Vázquez-Santiago Fabián J, Rivera-Amill Vanessa
Department of Basic Sciences, Ponce Health Sciences University- School of Medicine / Ponce Research Institute, Ponce, PR 00716, USA.
J Neuroinfect Dis. 2015 Oct;6(Suppl 2). doi: 10.4172/2314-7326.S2-003. Epub 2015 Aug 20.
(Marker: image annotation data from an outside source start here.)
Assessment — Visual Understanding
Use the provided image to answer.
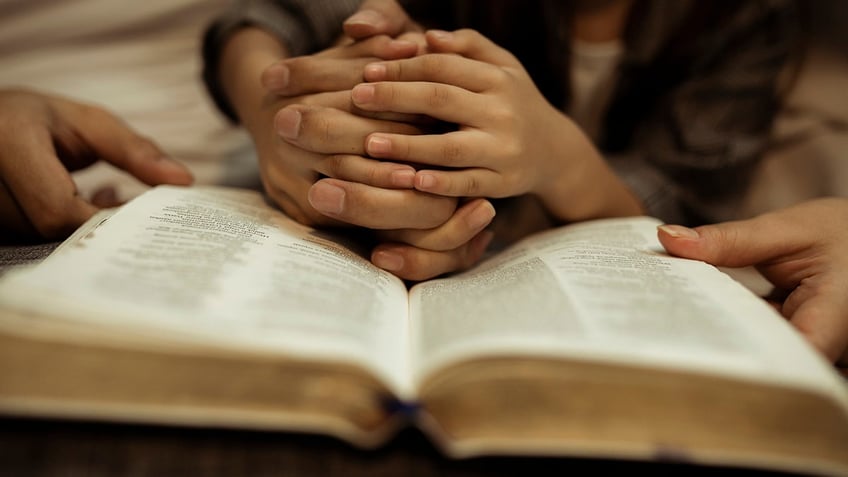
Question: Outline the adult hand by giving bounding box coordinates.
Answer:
[658,198,848,366]
[0,89,192,239]
[351,30,642,222]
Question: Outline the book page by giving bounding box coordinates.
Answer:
[0,187,409,390]
[410,217,844,391]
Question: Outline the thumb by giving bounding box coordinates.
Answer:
[342,0,422,40]
[58,102,193,185]
[657,218,788,267]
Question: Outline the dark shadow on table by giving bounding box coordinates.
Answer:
[0,418,808,477]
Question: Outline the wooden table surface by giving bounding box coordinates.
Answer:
[0,418,800,477]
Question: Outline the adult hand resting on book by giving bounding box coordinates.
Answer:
[658,198,848,367]
[0,89,192,239]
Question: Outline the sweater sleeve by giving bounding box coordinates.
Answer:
[203,0,360,122]
[609,1,800,225]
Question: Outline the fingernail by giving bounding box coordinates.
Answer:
[390,169,415,189]
[465,201,495,230]
[416,172,436,191]
[371,250,403,272]
[657,224,701,239]
[350,84,374,104]
[365,136,392,156]
[471,230,495,257]
[363,63,386,81]
[262,63,289,91]
[344,10,383,27]
[427,30,453,41]
[276,108,300,139]
[309,182,345,215]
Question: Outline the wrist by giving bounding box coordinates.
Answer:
[218,27,288,127]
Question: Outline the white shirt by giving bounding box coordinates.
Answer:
[0,0,258,199]
[569,40,624,140]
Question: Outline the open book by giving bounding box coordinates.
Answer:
[0,187,848,474]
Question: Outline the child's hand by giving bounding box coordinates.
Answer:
[658,198,848,367]
[229,29,457,229]
[351,30,641,221]
[0,90,192,239]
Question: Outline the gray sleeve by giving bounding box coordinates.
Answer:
[203,0,361,122]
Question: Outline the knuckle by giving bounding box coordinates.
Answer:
[442,136,466,165]
[461,175,482,197]
[324,154,346,179]
[301,111,338,143]
[421,55,444,78]
[425,84,451,110]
In the era of combined antiretroviral therapy (cART), HIV-associated neurocognitive disorders (HAND) account for 40 to 56% of all HIV cases. During the acute stage of HIV-1 infection (<6 months), the virus invades and replicates within the central nervous system (CNS). Compared to peripheral tissues, the local CNS cell population expresses distinct levels of chemokine receptors, which levels exert selective pressure on the invading virus. HIV-1 () sequences recovered from the brains and cerebrospinal fluid (CSF) of neurocognitively impaired HIV subjects often display higher nucleotide variability as compared to non-impaired HIV subjects. Specifically, evolution provides HIV-1 with the strategies to evade host immune response, to reduce chemokine receptor dependence, to increase co-receptor binding efficiency, and to potentiate neurotoxicity. The evolution of within the CNS leads to changes that may result in the emergence of novel isolates with neurotoxic and neurovirulent features. However, whether specific factors of HIV-1 evolution lead to the emergence of neurovirulent and neurotropic isolates remains ill-defined. HIV-1 evolution is an ongoing phenomenon that occurs independently of neurological and neurocognitive disease severity; thus HIV evolution may play a pivotal and reciprocal role in the etiology of HAND. Despite the use of cART, the reactivation of latent viral reservoirs represents a clinical challenge because of the replenishment of the viral pool that may subsequently lead to persistent infection. Therefore, gaining a more complete understanding of how HIV-1 evolves over the course of the disease should be considered for the development of future therapies aimed at controlling CNS burden, diminishing persistent viremia, and eradicating viral reservoirs. Here we review the current literature on the role of HIV-1 evolution in the setting of HAND disease progression and on the impact of cART on the dynamics of viral evolution.
在联合抗逆转录病毒疗法(cART)时代,HIV相关神经认知障碍(HAND)占所有HIV病例的40%至56%。在HIV-1感染的急性期(<6个月),病毒侵入中枢神经系统(CNS)并在其中复制。与外周组织相比,局部CNS细胞群表达不同水平的趋化因子受体,这些水平对入侵病毒施加选择性压力。与未出现神经认知障碍的HIV感染者相比,从神经认知受损的HIV感染者的大脑和脑脊液(CSF)中回收的HIV-1()序列通常显示出更高的核苷酸变异性。具体而言,进化为HIV-1提供了逃避宿主免疫反应、降低趋化因子受体依赖性、提高共受体结合效率以及增强神经毒性的策略。CNS内的进化导致的变化可能会导致具有神经毒性和神经侵袭性特征的新型毒株出现。然而,HIV-1进化的特定因素是否会导致神经侵袭性和嗜神经毒株的出现仍不明确。HIV-1进化是一个持续存在的现象,其发生与神经和神经认知疾病的严重程度无关;因此,HIV进化可能在HAND的病因中起关键的相互作用。尽管使用了cART,但由于病毒库的补充可能随后导致持续感染,潜伏病毒库的重新激活仍是一项临床挑战。因此,为了开发旨在控制CNS负担、减少持续病毒血症和根除病毒库的未来疗法,应该更全面地了解HIV-1在疾病过程中的进化方式。在这里,我们综述了关于HIV-1进化在HAND疾病进展中的作用以及cART对病毒进化动态的影响的当前文献。